I really don't mind this as long as it's two way. And it's why I hedged
round it in the Philosophy section here.
http://wiki.dataportability.org/pages/viewpage.action?pageId=1114398
IMHO, both the customer and the site owner have some ownership and
copyright on content posted on the site. If the site wants the permanent
right to do what ever it likes with it, then the customer ought really
to have the same right. Where it gets murky is content that is generated
as a result of community usage rather than direct input. And where
"your" data was generated by somebody else. To make that clearer, how
much right do I have to your profile data because you friended me?
My overriding view though is that if data is shown publicly in HTML then
I should have the right to scrape it or collect it in machine readable
form. And normal copyright should apply where I can do what I like with
it up to the point where I republish. Then things like fair use kick in.
The catch here of course is that almost nothing in Facebook is shown
publicly in HTML. It's virtually all behind the login wall.
--
Julian Bond E&MSN: julian_bond at voidstar.com M: +44 (0)77 5907 2173
Webmaster: http://www.ecademy.com/ T: +44 (0)192 0412 433
Personal WebLog: http://www.voidstar.com/ skype:julian.bond?chat
Regional Office Use Only
This could be a great deliverable.
-Brady
DataPortability is all about "Ought to be".
- Regardless of where I post my content, I ought to retain rights to it
and be allowed to post it elsewhere.
- The site I post it to ought to have some rights too. So for instance
if they produced a book of selected bits of content posted on their site
they shouldn't have to get permission from each person in turn.
There are obvious exceptions to this. For instance where people are
being paid to write.
>On your profile data example, I think that's actually one of the
>easier ones. If you befriend me I should only have the right to view
>your profile data, or whatever profile data you've chosen to show to
>the class of "friend" I'm in, on the site you befriended me on.
Note here. Some sites (eg LinkedIn) make a benefit of allowing this. I
can download a CSV of my contacts containing their profile data. Or at
least the profile data they allow me to see. If this data is publicly
viewable, then I don't see the problem and I think this should be
encouraged. And if we're going to talk about exporting social graph data
then at the very least we need an identifier and a URL of a more
complete profile. If that more complete profile is publicly viewable,
within limits set by its owner, then I don't see the problem.
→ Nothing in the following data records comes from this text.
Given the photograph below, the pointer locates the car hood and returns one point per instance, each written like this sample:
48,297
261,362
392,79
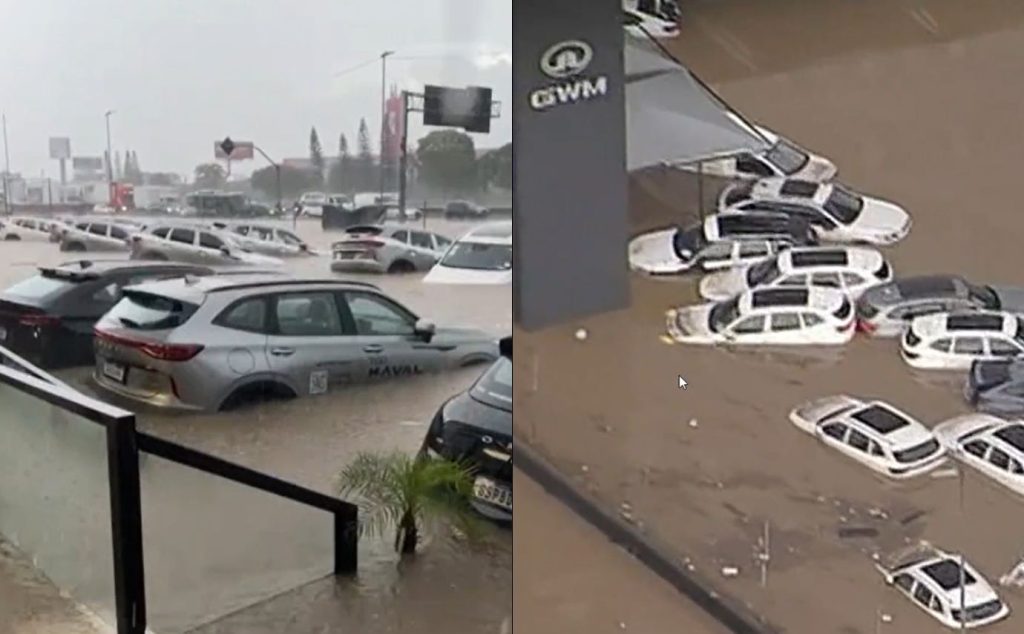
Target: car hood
880,216
1011,298
724,284
445,275
654,252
>> My overriding view though is that if data is shown publicly in HTML then
>> I should have the right to scrape it or collect it in machine readable
>> form. And normal copyright should apply where I can do what I like with
>> it up to the point where I republish. Then things like fair use kick in.
>> The catch here of course is that almost nothing in Facebook is shown
>> publicly in HTML. It's virtually all behind the login wall.
>
>Again this is partly an issue of "is", "ought to be" - and perhaps
>also "can".
>
>Just because you CAN do something, doesn't mean you have the legal
>right to: just because you have the technical means to scrape data
>publicly shown in HTML, it doesn't mean you are legally entitled to do
>so, or that you should do it.
Try and stop me. My browser is scraping html. It's not the scraping that
is the issue, it's the doing something with it after. Scraping doesn't
become a problem until you republish. Barring when it starts looking
like a DoS attack. After all, generally, we allow search engines to
scrape our sites.
Note here that Facebook is the exception that raised the issue. Almost
all other sites have a public non-member, logged out view. Anything
visible like that ought to be accessible and available for private use.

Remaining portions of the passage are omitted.